Language : English 简体 繁體
Society & Culture

Building a Positive Genetic Future for All

Mar 01, 2017
Nearly every day, new discoveries are pushing the genetics revolution ever-forward. It’s hard to imagine it’s been only a century and a half since Gregor Mendl experimented with his peas, six decades since Watson and Crick identified the double helix, fourteen years since the completion of the human genome project, and five years since scientists began using CRISPR-cas9 for precision gene editing. Today, these tools are being used in ways that will transform agriculture, animal breeding, healthcare, and ultimately human evolution.
 
Common practices like in vitro fertilization (IVF) and preimplantation embryo selection make human genetic enhancement possible today.
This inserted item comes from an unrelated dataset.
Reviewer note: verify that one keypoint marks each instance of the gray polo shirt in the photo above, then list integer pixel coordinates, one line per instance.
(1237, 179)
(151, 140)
But as we learn more and more about what the genome does, we will be able to make increasingly more informed decisions about which embryos to implant in IVF in the near term and how to manipulate pre-implanted embryos in the longer-term. In our world of exponential scientific advancement, the genetic future will arrive far faster than most people currently understand or are prepared for.
 
Human genetic science is one of the most important and potentially beneficial advancements of our time, but the monumental health and well-being benefits of these technologies could be overwhelmed by fear, hysteria, and international conflict if a foundation for informed and inclusive public and governmental dialogue is not laid as soon as possible.
 
Within societies, some parents’ desire to give their children an advantage will drive uneven levels of technology adoption and potential rivalry between enhanced and unenhanced people. The same types of divisions will also likely emerge on the international level.
 
Traditionally Christian societies, for example, have a history of believing the world was created through a divine plan lasting seven real or metaphoric days. Confucian-based cultures, on the other hand, tend to have more faith in a human ability to engineer the world around them. It is no surprise that China, a country that has been comfortable with the environmental engineering of the Three Gorges Dam and the South-North Water Transfer Project and the population engineering of the one child policy, is also charging headlong into the science and business of genetic engineering as part of the nation’s most recent five-year plan and with fewer restraints than in most other countries.
 
Imagine a world where one country was working actively to genetically enhance its population to achieve a competitive advantage. Would the countries deciding to opt out take covert or overt action to stop the enhancers? Would they make it illegal for their citizens to procreate with genetically enhanced foreigners or screen for such people at their borders? What if all countries placed restrictions on specific genetic alterations and non-state actors began breeding genetically-altered humans or genetically modified pathogens in secret? It’s easy to imagine how these types of scenarios could get complicated fast.
 
Although the science of genetic engineering is advancing exponentially and the implications and potential for conflict are relatively clear, far too little is being done to engage the global public and international governments in an informed dialogue on the genetic technologies likely to transform our species in deep and fundamental ways.
 
To avoid the type of divisive conflict that has accompanied the industrial, nuclear, and other revolutions, the time is now to launch a serious global discussion about how best to frame, structure, and implement an international dialogue on the human genetic revolution that can eventually lead to the creation of global norms.
 
As two of the most advanced countries engaged with these technologies and global leaders, the United States and China must together play a leading role in ensuring that the genetic revolution enhances human health and well-being and that the worst dystopian fears can be avoided.